Now that I’ve shared with you how these task cards work, let me tell you a little bit about how I use them with my students!
Here’s 3 easy ways I use these task cards in my classroom:
#1 EARLY FINISHERS – “I’m done, now what?” How many times have we heard that? I love being able to grab a set of these task cards to hand to my early finishers to use as an enrichment activity. They can give them a little more practice in an area they may be weaker in. Plus, it gives me quick and easy feedback! Another way to do this is to place these task cards in a math center – set up and ready to go for students who finish an assignment early.
#2 COOPERATIVE LEARNING – There are several ways you can use these task cards in groups. I like to spread them out in stations all over the room. I pair students up and allow them time to move from station to station while working out problems and comparing answers. I’ve also used small white boards to record answers as whole group. They can still brainstorm together, record their answers on their white board, and then hold up the boards for me to check their answers. You can also play the famous “Scoot” game with these cards! I only use these last two methods when I’m assessing one particular standard.
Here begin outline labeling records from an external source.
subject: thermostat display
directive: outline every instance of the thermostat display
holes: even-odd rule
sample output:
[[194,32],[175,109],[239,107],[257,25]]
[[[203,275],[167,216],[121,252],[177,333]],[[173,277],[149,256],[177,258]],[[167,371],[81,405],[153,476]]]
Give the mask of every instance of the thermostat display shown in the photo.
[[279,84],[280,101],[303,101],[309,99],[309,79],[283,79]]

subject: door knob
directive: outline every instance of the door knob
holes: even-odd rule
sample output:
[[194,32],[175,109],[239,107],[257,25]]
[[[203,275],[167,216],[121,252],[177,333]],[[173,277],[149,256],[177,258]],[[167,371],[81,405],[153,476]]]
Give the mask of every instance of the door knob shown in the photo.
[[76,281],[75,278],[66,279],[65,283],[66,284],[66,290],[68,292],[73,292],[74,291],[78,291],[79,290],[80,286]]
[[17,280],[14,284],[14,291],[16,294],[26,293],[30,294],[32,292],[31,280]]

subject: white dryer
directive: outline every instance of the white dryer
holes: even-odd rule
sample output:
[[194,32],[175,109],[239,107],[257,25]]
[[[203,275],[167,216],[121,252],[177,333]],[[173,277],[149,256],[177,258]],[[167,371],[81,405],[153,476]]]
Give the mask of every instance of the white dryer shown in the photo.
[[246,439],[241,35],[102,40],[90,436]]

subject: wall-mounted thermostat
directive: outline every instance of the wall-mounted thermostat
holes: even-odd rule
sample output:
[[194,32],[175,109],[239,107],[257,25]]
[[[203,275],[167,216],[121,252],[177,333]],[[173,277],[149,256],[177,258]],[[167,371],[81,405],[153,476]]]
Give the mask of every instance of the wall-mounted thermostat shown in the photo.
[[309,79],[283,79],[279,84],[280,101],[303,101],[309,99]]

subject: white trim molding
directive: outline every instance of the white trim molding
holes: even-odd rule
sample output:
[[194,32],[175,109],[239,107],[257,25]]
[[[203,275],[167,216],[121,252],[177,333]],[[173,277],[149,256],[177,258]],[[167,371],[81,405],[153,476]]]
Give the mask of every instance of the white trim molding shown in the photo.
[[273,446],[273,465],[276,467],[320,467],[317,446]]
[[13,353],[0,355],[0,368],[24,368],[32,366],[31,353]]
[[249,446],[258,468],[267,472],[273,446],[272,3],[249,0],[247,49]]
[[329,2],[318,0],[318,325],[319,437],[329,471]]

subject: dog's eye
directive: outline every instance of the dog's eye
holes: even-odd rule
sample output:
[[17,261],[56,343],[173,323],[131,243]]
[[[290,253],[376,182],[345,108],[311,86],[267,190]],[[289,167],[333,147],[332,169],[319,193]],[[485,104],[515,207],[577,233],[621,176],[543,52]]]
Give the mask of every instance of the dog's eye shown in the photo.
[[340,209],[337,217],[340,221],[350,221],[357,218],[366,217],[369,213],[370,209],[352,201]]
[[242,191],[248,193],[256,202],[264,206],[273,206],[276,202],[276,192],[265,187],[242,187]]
If I’m using the whole set of task cards I typically pair students up and move around the room from one station to another.
#3 PROGRESS MONITORING – These task cards are an excellent way to assess students’ knowledge of a particular standard or domain. The recording sheets are easy to use for students and easy to grade quickly. They are extremely helpful at the end of the year when assessing students before end of grade testing. I can easily check for understanding, and then I can decide what students need to review or what I need to reteach before testing.
I would love to hear how you manage task cards in your classroom. The possibilities are endless!
You can grab my task cards from Educents by clicking here. You can get the ENTIRE year’s worth of task cards for only $9.00! That is 50% off their normal price.
This resource is a wonderful compliment to these 4th grade task cards. These assessments are just another quick and easy way to keep track of student progress. These are designed for a binder and includes a variety of data recording sheets, data grouping sheets, math standards, and quick assessments for each domain. Binder cover sheets and dividers are included – along with answer keys! Check them out here, or click on the picture for a direct link to this product. Also sold separately in my store.
Karen Hester says
Wow! Thanks for hosting this!
Tami Steele says
Thanks for hosting! Have a great Wednesday. 🙂
Mrs Smith says
What a meaningful way to use task cards Kim! I love how the recording sheet makes them accountable for finishing the work, and it’s a fun way to assess them!